Em 2000, as duas equipes se enfrentaram pela final da Copa do Brasil. No primeiro jogo um empate em 0 x 0 no Morumbi. No jogo de volta, um 1 x 1 – resultado que daria o título ao São Paulo – foi modificado aos 45 minutos do segundo tempo, após uma cobrança de falta do meia Geovanni. Com a vitória, a equipe comandada pelo técnico Marco Aurélio chegou ao tricampeonato da competição. (SAIBA MAIS)

Ano passado, também pelas quartas de final da Taça Libertadores, o Cruzeiro venceu as duas partidas contra o São Paulo. No primeiro jogo, vitória em casa por 2 x 1; no jogo de volta, novo triunfo, desta vez por 2×0, no Morumbi. Se repetir o resultado de 2009, o Cruzeiro decidirá a vaga para as semi finais nas cobranças de pênaltis.
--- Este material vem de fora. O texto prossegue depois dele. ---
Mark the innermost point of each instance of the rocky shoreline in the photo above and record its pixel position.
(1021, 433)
Voltando um pouco mais no tempo…

Em 1966, o Cruzeiro bateu o Santos – de Pelé – e conquistou a Taça Brasil. Em 1996, bateu o Palmeiras – de Velloso, Djalminha, Rivaldo, Vanderlei Luxemburgo e cia – dentro do Palestra Itália, conquistando o bicampeonato da Copa do Brasil. No ano passado, o Cruzeiro derrotou o Santos, na Vila Belmiro – na última rodada do Campeonato Brasileiro – conquistando a quarta posição na tabela  e consequentemente se classificando para a Libertadores 2010.

A história comprova que a Raposa tem força nas decisões, e é acreditando nela que o torcedor cruzeirense vai lotar os bares da capital e vai fazer figa, para que a vaga nas semi finais da Libertadores 2010 esteja em mais uma das “páginas heróicas e imortais”.